Conoco Sweetens Shareholder Returns By $5-B
- By The Financial District

- Aug 5, 2022
- 1 min read
ConocoPhillips on Thursday, August 4, 2022, raised its shareholder payout target by 50% after the largest US independent oil producer beat Wall Street's earnings estimates on surging energy prices, Shariq Khan and Gary McWilliams reported for Reuters.

Photo Insert: ConocoPhillips LNG vessels
Oil and gas prices have skyrocketed with Western sanctions on major producer Russia throttling energy supply amid a rebound in demand from pandemic lows. Crude is trading about 25% higher since the start of the year and results also benefited from strong natural gas prices.
Shares were down a fraction, to $91.03, in early trading but are up about 26% year to date.

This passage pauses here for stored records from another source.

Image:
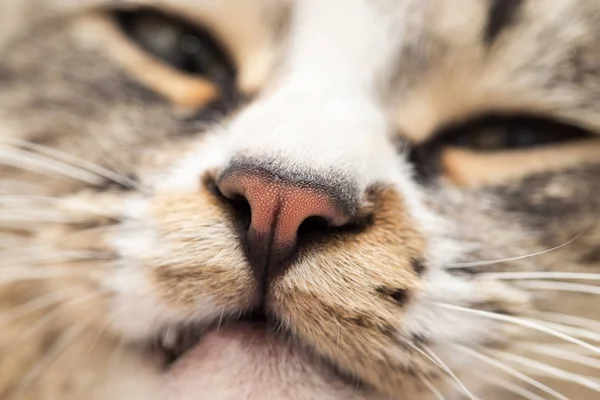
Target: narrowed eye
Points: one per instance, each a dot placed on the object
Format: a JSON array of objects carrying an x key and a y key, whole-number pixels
[
  {"x": 493, "y": 137},
  {"x": 496, "y": 133},
  {"x": 179, "y": 44}
]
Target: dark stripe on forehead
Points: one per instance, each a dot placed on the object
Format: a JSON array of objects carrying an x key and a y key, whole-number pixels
[{"x": 502, "y": 14}]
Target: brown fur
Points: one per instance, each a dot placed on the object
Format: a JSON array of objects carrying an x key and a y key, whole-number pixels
[{"x": 72, "y": 86}]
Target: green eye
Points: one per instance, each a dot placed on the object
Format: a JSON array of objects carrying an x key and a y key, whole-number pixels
[
  {"x": 495, "y": 133},
  {"x": 179, "y": 44}
]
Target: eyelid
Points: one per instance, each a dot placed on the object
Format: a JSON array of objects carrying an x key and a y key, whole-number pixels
[
  {"x": 183, "y": 90},
  {"x": 467, "y": 168}
]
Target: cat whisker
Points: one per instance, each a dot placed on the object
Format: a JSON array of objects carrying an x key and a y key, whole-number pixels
[
  {"x": 569, "y": 330},
  {"x": 432, "y": 387},
  {"x": 436, "y": 359},
  {"x": 61, "y": 308},
  {"x": 522, "y": 322},
  {"x": 62, "y": 205},
  {"x": 43, "y": 165},
  {"x": 44, "y": 275},
  {"x": 562, "y": 354},
  {"x": 560, "y": 286},
  {"x": 511, "y": 371},
  {"x": 552, "y": 371},
  {"x": 579, "y": 322},
  {"x": 539, "y": 275},
  {"x": 510, "y": 387},
  {"x": 37, "y": 304},
  {"x": 45, "y": 256},
  {"x": 106, "y": 173},
  {"x": 510, "y": 259}
]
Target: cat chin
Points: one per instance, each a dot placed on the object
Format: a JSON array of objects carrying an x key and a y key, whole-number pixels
[{"x": 244, "y": 361}]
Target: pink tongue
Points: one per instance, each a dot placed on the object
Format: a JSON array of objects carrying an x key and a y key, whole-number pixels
[{"x": 243, "y": 361}]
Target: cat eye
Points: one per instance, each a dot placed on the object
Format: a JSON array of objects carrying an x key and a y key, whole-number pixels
[
  {"x": 497, "y": 133},
  {"x": 495, "y": 148},
  {"x": 179, "y": 44}
]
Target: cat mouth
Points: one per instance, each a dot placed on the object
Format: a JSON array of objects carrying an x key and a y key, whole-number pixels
[
  {"x": 174, "y": 342},
  {"x": 252, "y": 351}
]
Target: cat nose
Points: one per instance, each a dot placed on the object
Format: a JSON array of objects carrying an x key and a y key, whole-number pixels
[{"x": 279, "y": 204}]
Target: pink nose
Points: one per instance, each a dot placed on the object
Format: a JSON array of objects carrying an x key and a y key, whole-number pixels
[{"x": 278, "y": 207}]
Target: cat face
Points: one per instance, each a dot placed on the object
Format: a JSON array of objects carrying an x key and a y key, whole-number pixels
[{"x": 351, "y": 199}]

Its production outlook for the year was trimmed about 1% on disruptions to output in Libya, and Conoco said while inflation was increasing its costs, the year's capital spending budget would remain about $7.8 billion.
Houston, Texas-based ConocoPhillips said the average price received for a barrel of oil and gas rose 77% from a year earlier to $88.57. The company has not hedged any of its oil and gas sales to make the most of higher market prices, it said.
Production of 1.69 million barrels of oil and gas per day (mboed) was in line with Wall Street estimates. The company forecast the current quarter's output would be in a range of 1.71 million to 1.76 mboed.
ConocoPhillips plans to return $15 billion to shareholders this year through dividends and share buybacks, joining Chevron Corp. and others in increasing payouts after years of pressure on producers to limit spending and boost returns.